Let me explain and ask these two questions:
Can Org-roam handle a very large number of notes when the number exceeds a million?
Can Org mode handle a very large number of notes when the number exceeds a million?
My issues in answering these questions are as follows:
I can’t answer the second question above for Org mode because I don’t know what it means for Org mode to “handle” a large number of notes.
When you use Org mode, you open a single file and then Emacs turns on Org mode. I am not sure if you can get Org mode to “handle” multiple files at the same time like Org-roam does with using the database. When you open a note with using Org-roam, Emacs turns on Org mode. I am not sure if I can compare the two in this case.
The premise of having a million files does not seem reasonable for a personal knowledge management tool.
Org-roam is designed as a personal tool, and the basic premise is that you write your notes by your own hand (refer to Jethro, the author’s guide). Even if you write 10 notes everyday 365 days a year (I struggle to write so many in a single day) it would take you about 273 years to have 1 million notes (did I calculate this correctly?). What’s the reason behind more than 1 million notes?
Thanks for a detailed answer. Appreciate it.
Let me specify:
I have a large collection of OCRed books (15,000+), as well as over 15,000,000 .txt files (a university department material). Each file ranges from a couple of paragraphs to an equivalent of 1,000 pages book.

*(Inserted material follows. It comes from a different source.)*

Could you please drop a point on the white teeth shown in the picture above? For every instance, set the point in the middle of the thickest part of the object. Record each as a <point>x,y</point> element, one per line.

I though I may utilize org-mode or org-roam as a sort of Memex machine (if you know Vannevar Bush’s idea) in order to access this large library as such it may be “consulted with exceeding speed and flexibility.” I know the idea of org-mode and other handy tools like Obsidian is build on the idea of personal note taking, rather than serving as a more “universal” knowledge management tool.
Perhaps I should just oust the idea of utilizing these tools aimed at personal note taking?
Should I rather look for enterprise-level solutions?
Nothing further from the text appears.